I’ve got it down now. I crack the egg into the small stainless steel frying pan that’s been warming up over low heat. It takes a bit longer to cook this way but it makes for a superior over-easy egg. There’s nobody else here so I have the time.
Funny how after shunning breakfast for nearly my entire adult life, here I am making a sacred ritual out of frying an egg in the morning. It’s also kind of funny to have the house to myself most mornings after seven years of having small children under foot almost all the time. But I do, every morning for about two hours, barring illness which has been nearly constant around here for the past couple of weeks. And then, once my two hours are up, I’m back to juggling emails, lunches, potty training accidents, homework, housework, and assorted other never-ending tasks.
I looked at that egg this morning, egg whites nearly firm, quite ready to flip. I nudged an edge loose with the spatula and watched it slide around effortlessly. It would be the easiest thing to ease it over with the spatula and slide it onto a piece of toast a minute later, the perfect just-barely-oozing egg. Instead, I put down the spatula and picked up the frying pan. One, two, three, I moved the pan in small circles getting the egg to turn so the yolk was closest to me. Then I jerked it forward, the egg flipping up ever so slightly and landing in a mangled mess in the pan.
“Oh for fuck’s sake.”
I plonked it onto a cold piece of toast, splashed some milk into my coffee and headed down to the office.
You know, they say blogging is dead. I mean, I’ve heard that being said generally, though I don’t have any sources to link to. Facebook’s the new personal blogging. Or people only go into blogging to make money and get free stuff. It’s all true. Social media and smartphones have made the internet more accessible. They’ve given everyone more outlets. And it’s easier than ever for anybody to take decent pictures and upload them to a blog to try to turn their hobby into a business.
Hell, my motives haven’t always been pure. I blog for money and exposure and the instant gratification you can only get from 37 Facebook likes, five shares, two retweets, seven favourites and three actual blog comments. This blog has been a space to chronicle my experience of parenthood and to capture some of our family memories. It’s occasionally a place to open up and air my true feelings and often a place to wring some humour out of my tears. It’s been a great means of growing as a writer and developing my voice and also offers me a platform for sharing big, important opinions. It’s been a bit of everything, but I’ve been worried that it’s been slipping away.
Those couple hours every morning and the chunks stolen away during the afternoon and after bedtime are swallowed whole by paid gigs that I hoard desperately, always scrambling around looking for more, afraid they’ll disappear forever if I stop to catch my breath.
But blogging isn’t dead. I had a room full of bright, funny, heartwarming and talented writers share their stories at my last Diaries and Dissent open mic blog reading event. Blogging is alive and well; it’s just harder to see past all the pictures of mason jar salads and Buzzfeed quizzes. And maybe I stopped looking.
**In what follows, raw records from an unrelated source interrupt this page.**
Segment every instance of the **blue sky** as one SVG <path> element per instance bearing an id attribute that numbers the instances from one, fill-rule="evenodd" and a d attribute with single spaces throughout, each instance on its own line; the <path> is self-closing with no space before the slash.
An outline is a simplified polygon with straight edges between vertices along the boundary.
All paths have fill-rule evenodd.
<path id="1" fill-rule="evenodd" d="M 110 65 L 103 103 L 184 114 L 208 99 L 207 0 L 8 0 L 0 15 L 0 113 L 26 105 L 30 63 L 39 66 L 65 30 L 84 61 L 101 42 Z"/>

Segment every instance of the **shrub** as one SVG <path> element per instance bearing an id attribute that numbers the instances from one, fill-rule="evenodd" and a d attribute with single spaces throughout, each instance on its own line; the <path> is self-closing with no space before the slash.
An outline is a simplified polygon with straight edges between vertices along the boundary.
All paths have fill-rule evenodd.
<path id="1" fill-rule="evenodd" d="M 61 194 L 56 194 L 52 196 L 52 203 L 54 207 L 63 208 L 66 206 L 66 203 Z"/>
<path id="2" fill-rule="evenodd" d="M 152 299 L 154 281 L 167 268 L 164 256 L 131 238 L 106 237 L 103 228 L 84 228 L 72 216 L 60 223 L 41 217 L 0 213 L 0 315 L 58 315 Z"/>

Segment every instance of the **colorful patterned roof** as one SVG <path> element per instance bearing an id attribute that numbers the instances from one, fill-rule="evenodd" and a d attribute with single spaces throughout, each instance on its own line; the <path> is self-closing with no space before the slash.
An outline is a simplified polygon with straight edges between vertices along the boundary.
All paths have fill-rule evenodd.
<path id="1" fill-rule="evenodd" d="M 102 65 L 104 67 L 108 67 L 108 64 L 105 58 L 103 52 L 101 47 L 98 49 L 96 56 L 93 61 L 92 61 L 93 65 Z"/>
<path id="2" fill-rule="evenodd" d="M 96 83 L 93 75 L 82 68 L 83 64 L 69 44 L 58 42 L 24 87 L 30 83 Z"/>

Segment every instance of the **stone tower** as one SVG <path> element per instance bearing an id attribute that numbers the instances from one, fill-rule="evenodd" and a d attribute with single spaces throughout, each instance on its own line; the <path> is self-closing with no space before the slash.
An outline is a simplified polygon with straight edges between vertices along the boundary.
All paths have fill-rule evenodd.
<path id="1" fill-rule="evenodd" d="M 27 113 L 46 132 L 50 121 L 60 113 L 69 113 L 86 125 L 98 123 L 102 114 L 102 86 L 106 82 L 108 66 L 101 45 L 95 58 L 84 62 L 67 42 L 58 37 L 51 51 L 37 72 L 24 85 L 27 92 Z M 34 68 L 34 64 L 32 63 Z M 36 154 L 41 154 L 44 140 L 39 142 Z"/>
And I need to breathe. I don’t know how long this blog will be around, but as long as I’m holding onto the URL and bothering to delete those spam comments, it’s mine and I want it to be good. As I said to a friend the other day, “I don’t want to go out on a tidal wave of advertorial.” I want to keep telling stories.
So I’ll start with my fried egg on toast this morning and see where that takes us.
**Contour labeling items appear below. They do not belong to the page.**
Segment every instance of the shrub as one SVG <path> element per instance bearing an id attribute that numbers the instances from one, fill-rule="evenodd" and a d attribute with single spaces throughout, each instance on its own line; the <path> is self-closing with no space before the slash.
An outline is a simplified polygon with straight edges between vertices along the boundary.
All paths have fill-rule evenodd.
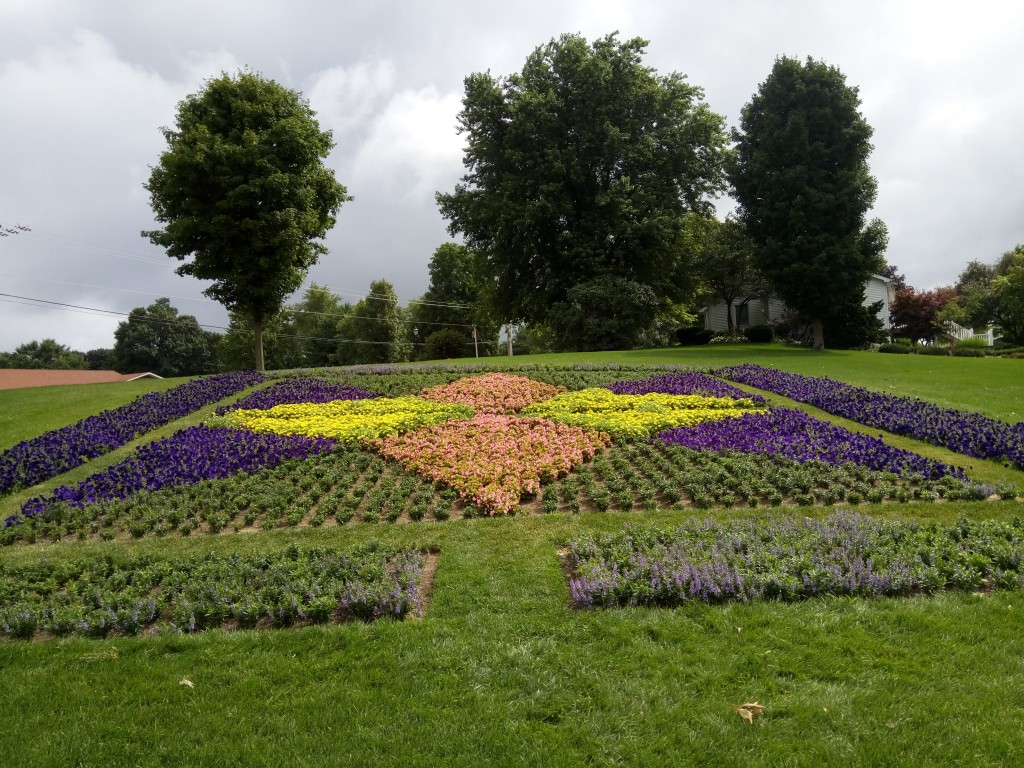
<path id="1" fill-rule="evenodd" d="M 771 326 L 751 326 L 743 333 L 752 344 L 768 344 L 775 340 Z"/>
<path id="2" fill-rule="evenodd" d="M 707 344 L 711 341 L 712 336 L 714 336 L 712 331 L 699 326 L 687 326 L 676 329 L 676 339 L 684 347 Z"/>
<path id="3" fill-rule="evenodd" d="M 423 342 L 423 358 L 446 360 L 469 354 L 469 339 L 451 328 L 434 331 Z"/>
<path id="4" fill-rule="evenodd" d="M 905 344 L 883 344 L 879 347 L 879 351 L 888 354 L 910 354 L 913 349 Z"/>

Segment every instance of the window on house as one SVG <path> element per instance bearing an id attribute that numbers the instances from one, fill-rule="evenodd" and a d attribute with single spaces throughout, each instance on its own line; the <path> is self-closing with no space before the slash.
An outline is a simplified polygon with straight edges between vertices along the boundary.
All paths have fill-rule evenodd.
<path id="1" fill-rule="evenodd" d="M 736 306 L 736 328 L 746 328 L 751 325 L 751 305 L 739 304 Z"/>

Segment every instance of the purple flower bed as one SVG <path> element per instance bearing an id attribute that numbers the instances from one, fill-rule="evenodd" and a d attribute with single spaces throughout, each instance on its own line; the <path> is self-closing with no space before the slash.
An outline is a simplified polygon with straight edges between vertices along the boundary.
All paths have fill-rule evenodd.
<path id="1" fill-rule="evenodd" d="M 263 389 L 257 389 L 230 406 L 221 406 L 215 413 L 217 416 L 223 416 L 236 409 L 265 411 L 285 403 L 362 400 L 370 397 L 380 397 L 380 395 L 362 387 L 332 384 L 323 379 L 288 379 Z"/>
<path id="2" fill-rule="evenodd" d="M 946 475 L 967 479 L 959 468 L 787 409 L 677 427 L 655 435 L 654 439 L 694 451 L 774 454 L 798 462 L 818 460 L 836 465 L 854 462 L 881 472 L 912 473 L 932 479 Z"/>
<path id="3" fill-rule="evenodd" d="M 919 525 L 852 512 L 694 520 L 672 531 L 627 526 L 584 537 L 570 543 L 569 558 L 572 599 L 585 606 L 1021 589 L 1024 523 Z"/>
<path id="4" fill-rule="evenodd" d="M 195 379 L 24 440 L 0 454 L 0 494 L 56 477 L 261 381 L 263 374 L 255 371 Z"/>
<path id="5" fill-rule="evenodd" d="M 753 364 L 722 368 L 713 373 L 807 402 L 869 427 L 941 445 L 965 456 L 1006 458 L 1024 469 L 1024 423 L 1007 424 L 981 414 Z"/>
<path id="6" fill-rule="evenodd" d="M 608 389 L 615 394 L 648 394 L 650 392 L 702 394 L 709 397 L 731 397 L 733 399 L 748 397 L 759 406 L 766 402 L 765 398 L 759 394 L 750 394 L 731 384 L 726 384 L 721 379 L 696 371 L 651 376 L 649 379 L 640 379 L 639 381 L 620 381 L 609 384 Z"/>
<path id="7" fill-rule="evenodd" d="M 327 437 L 189 427 L 140 445 L 133 456 L 77 485 L 61 485 L 49 497 L 30 499 L 23 505 L 20 515 L 8 517 L 6 524 L 43 514 L 53 504 L 66 503 L 81 509 L 108 499 L 126 499 L 139 490 L 187 485 L 275 467 L 288 459 L 327 453 L 334 445 L 335 441 Z"/>

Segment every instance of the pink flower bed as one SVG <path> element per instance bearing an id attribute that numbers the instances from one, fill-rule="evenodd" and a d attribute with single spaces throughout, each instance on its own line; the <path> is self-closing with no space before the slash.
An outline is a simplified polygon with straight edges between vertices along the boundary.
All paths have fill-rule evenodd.
<path id="1" fill-rule="evenodd" d="M 542 478 L 561 477 L 589 461 L 611 438 L 547 419 L 478 414 L 369 444 L 496 515 L 507 514 L 523 494 L 540 493 Z"/>
<path id="2" fill-rule="evenodd" d="M 525 376 L 484 374 L 428 387 L 420 392 L 420 396 L 434 402 L 469 406 L 478 414 L 514 414 L 519 409 L 564 391 L 562 387 L 534 381 Z"/>

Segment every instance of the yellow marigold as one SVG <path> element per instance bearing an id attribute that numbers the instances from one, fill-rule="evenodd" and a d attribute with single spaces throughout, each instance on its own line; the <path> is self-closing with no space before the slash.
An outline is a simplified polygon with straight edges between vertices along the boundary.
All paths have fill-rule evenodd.
<path id="1" fill-rule="evenodd" d="M 562 387 L 512 374 L 467 376 L 451 384 L 428 387 L 420 396 L 435 402 L 462 403 L 478 414 L 513 414 L 534 402 L 564 392 Z"/>
<path id="2" fill-rule="evenodd" d="M 253 432 L 323 435 L 351 442 L 401 434 L 472 415 L 472 409 L 465 406 L 430 402 L 421 397 L 379 397 L 274 406 L 265 411 L 238 410 L 225 415 L 219 423 Z"/>
<path id="3" fill-rule="evenodd" d="M 592 388 L 566 392 L 530 406 L 522 414 L 608 432 L 618 439 L 641 439 L 672 427 L 742 416 L 754 409 L 754 402 L 746 398 L 657 392 L 615 394 Z"/>

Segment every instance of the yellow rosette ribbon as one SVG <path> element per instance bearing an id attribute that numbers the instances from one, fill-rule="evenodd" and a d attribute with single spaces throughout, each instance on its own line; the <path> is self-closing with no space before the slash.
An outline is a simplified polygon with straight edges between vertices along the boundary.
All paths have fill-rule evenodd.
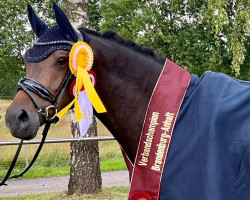
<path id="1" fill-rule="evenodd" d="M 106 112 L 106 109 L 96 93 L 88 74 L 88 71 L 92 68 L 93 61 L 94 54 L 91 47 L 87 43 L 77 42 L 73 45 L 69 54 L 69 67 L 72 74 L 76 76 L 75 98 L 70 104 L 57 113 L 57 117 L 61 118 L 71 108 L 71 106 L 75 104 L 76 121 L 83 119 L 78 100 L 78 94 L 80 93 L 82 86 L 84 86 L 87 96 L 96 112 Z"/>

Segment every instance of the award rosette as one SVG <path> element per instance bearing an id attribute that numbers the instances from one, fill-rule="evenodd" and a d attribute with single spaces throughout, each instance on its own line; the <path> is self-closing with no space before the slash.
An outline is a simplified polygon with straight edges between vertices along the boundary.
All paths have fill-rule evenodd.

3 replies on “Putting up stories”
Ugh, sad but true – I scroll to the bottom of almost every post I click on to see if I am about to read a sponsored post before I even begin. The sponsored part does not make it an inherently bad post, but I don’t trust the bloggers anymore to just be writing for the story of it. Blogging might not be dead, but it sure has become something different.
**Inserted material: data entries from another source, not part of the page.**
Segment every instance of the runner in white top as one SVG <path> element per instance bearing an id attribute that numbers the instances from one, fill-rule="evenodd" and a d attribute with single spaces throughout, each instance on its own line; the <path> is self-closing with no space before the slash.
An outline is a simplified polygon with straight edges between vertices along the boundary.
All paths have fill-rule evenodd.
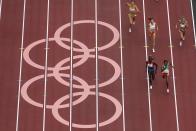
<path id="1" fill-rule="evenodd" d="M 182 42 L 185 40 L 185 34 L 188 28 L 187 20 L 184 17 L 181 17 L 176 24 L 176 28 L 180 33 L 180 46 L 182 46 Z"/>
<path id="2" fill-rule="evenodd" d="M 153 18 L 148 18 L 148 20 L 149 43 L 152 44 L 152 51 L 155 52 L 155 39 L 156 32 L 158 31 L 158 26 Z"/>
<path id="3" fill-rule="evenodd" d="M 140 10 L 134 1 L 127 2 L 127 6 L 129 8 L 129 13 L 128 13 L 129 22 L 130 22 L 129 32 L 131 32 L 131 27 L 132 25 L 135 25 L 136 23 L 135 19 L 136 19 L 137 13 L 140 12 Z"/>

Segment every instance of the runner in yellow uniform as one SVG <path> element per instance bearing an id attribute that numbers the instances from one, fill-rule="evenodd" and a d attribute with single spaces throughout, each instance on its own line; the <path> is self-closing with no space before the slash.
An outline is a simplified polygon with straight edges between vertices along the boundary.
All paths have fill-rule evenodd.
<path id="1" fill-rule="evenodd" d="M 132 25 L 135 25 L 136 23 L 135 19 L 136 19 L 137 13 L 140 12 L 140 10 L 134 1 L 127 2 L 127 6 L 129 8 L 129 13 L 128 13 L 129 22 L 130 22 L 129 32 L 131 32 L 131 27 Z"/>
<path id="2" fill-rule="evenodd" d="M 154 18 L 148 18 L 148 35 L 149 35 L 149 42 L 152 44 L 152 52 L 155 52 L 155 39 L 156 33 L 158 31 L 157 23 L 154 21 Z"/>

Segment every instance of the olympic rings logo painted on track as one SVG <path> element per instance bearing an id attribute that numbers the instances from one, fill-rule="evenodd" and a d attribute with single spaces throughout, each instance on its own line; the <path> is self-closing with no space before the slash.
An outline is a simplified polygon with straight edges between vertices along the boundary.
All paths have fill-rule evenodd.
<path id="1" fill-rule="evenodd" d="M 95 24 L 94 20 L 80 20 L 80 21 L 74 21 L 74 25 L 79 25 L 79 24 Z M 99 51 L 103 51 L 106 49 L 109 49 L 110 47 L 114 46 L 118 41 L 119 41 L 119 32 L 118 30 L 105 22 L 102 21 L 98 21 L 98 25 L 99 26 L 104 26 L 106 28 L 108 28 L 109 30 L 112 31 L 113 33 L 113 39 L 107 43 L 106 45 L 103 45 L 101 47 L 98 47 Z M 66 49 L 66 50 L 70 50 L 70 46 L 69 44 L 66 43 L 70 43 L 70 38 L 62 38 L 61 34 L 62 32 L 70 27 L 70 23 L 67 23 L 63 26 L 61 26 L 60 28 L 57 29 L 57 31 L 54 34 L 53 38 L 49 38 L 49 42 L 55 42 L 56 44 L 58 44 L 60 47 Z M 34 62 L 31 58 L 30 58 L 30 53 L 31 50 L 33 50 L 35 47 L 41 45 L 41 44 L 45 44 L 46 39 L 41 39 L 38 41 L 35 41 L 33 43 L 31 43 L 30 45 L 28 45 L 24 52 L 23 52 L 23 58 L 24 60 L 32 67 L 39 69 L 39 70 L 44 70 L 44 65 L 40 65 L 36 62 Z M 94 49 L 89 49 L 84 43 L 78 41 L 78 40 L 74 40 L 73 43 L 75 45 L 77 45 L 76 47 L 73 48 L 74 52 L 80 52 L 82 53 L 82 55 L 76 55 L 73 56 L 73 59 L 79 59 L 77 62 L 73 63 L 73 68 L 77 68 L 79 66 L 81 66 L 82 64 L 84 64 L 88 59 L 95 59 L 95 55 L 92 55 L 92 53 L 95 52 Z M 52 44 L 52 43 L 49 43 Z M 112 59 L 105 57 L 105 56 L 99 56 L 98 58 L 101 61 L 107 62 L 108 64 L 112 65 L 114 73 L 111 76 L 111 78 L 109 78 L 108 80 L 99 83 L 99 88 L 105 87 L 107 85 L 112 84 L 113 82 L 115 82 L 119 76 L 120 76 L 120 67 L 119 65 Z M 48 78 L 55 78 L 55 80 L 59 83 L 61 83 L 62 85 L 64 85 L 65 87 L 69 88 L 69 81 L 66 81 L 65 78 L 69 78 L 69 74 L 66 73 L 61 73 L 61 71 L 66 71 L 69 70 L 70 67 L 69 66 L 63 66 L 66 63 L 68 63 L 70 61 L 70 58 L 65 58 L 63 60 L 61 60 L 60 62 L 58 62 L 54 67 L 48 67 L 48 71 L 50 71 L 50 73 L 48 73 Z M 52 73 L 51 73 L 52 72 Z M 31 79 L 29 79 L 28 81 L 26 81 L 26 83 L 24 83 L 24 85 L 21 87 L 21 96 L 22 98 L 28 102 L 29 104 L 38 107 L 38 108 L 43 108 L 43 104 L 39 103 L 35 100 L 33 100 L 29 94 L 28 94 L 28 90 L 29 88 L 31 88 L 31 85 L 36 82 L 39 81 L 41 79 L 44 79 L 44 75 L 38 75 L 35 76 Z M 73 101 L 73 106 L 80 104 L 81 102 L 83 102 L 84 100 L 86 100 L 88 98 L 88 96 L 91 95 L 95 95 L 95 92 L 91 91 L 91 89 L 95 88 L 95 85 L 89 85 L 85 80 L 83 80 L 82 78 L 79 78 L 77 76 L 73 76 L 73 80 L 77 81 L 79 84 L 74 84 L 73 83 L 73 88 L 77 88 L 77 89 L 82 89 L 83 91 L 81 92 L 74 92 L 73 93 L 73 97 L 78 97 L 80 96 L 78 99 Z M 100 122 L 99 125 L 100 127 L 108 125 L 113 123 L 114 121 L 116 121 L 121 113 L 122 113 L 122 106 L 120 104 L 120 102 L 108 95 L 105 94 L 103 92 L 100 92 L 100 97 L 103 97 L 109 101 L 111 101 L 113 103 L 113 105 L 115 106 L 115 113 L 113 114 L 113 116 L 111 116 L 108 120 L 105 120 L 103 122 Z M 67 104 L 62 104 L 64 101 L 66 101 L 67 99 L 69 99 L 69 94 L 60 97 L 53 105 L 46 105 L 47 109 L 50 109 L 52 111 L 52 114 L 54 116 L 54 118 L 64 124 L 69 126 L 69 121 L 65 120 L 64 118 L 62 118 L 62 116 L 59 113 L 60 109 L 65 109 L 68 108 L 69 109 L 69 103 Z M 96 124 L 77 124 L 77 123 L 72 123 L 73 127 L 75 128 L 96 128 Z"/>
I think there are still people writing stories but it’s hard to find them. Also, I agree that it’s the not knowing that makes sponsored posts even worse. There are (a very few) bloggers whose sponsored posts I’ll still read, but I’ll stop coming back if that’s all there is.
Personal blogging is far from dead. It’s just not done at the same frenetic pace that most online spaces sustain. Way back in the early days of my site, I posted a lot but most entries were short. Now I want my blog posts to be meaty cuz I’m posting small stuff and photos in other places. There’s no shame in short and it’s hard to remember that when you want to share capital-W Writing and just don’t have the time to get your shit together. (“You” means me here -I’m projecting pretty hard.)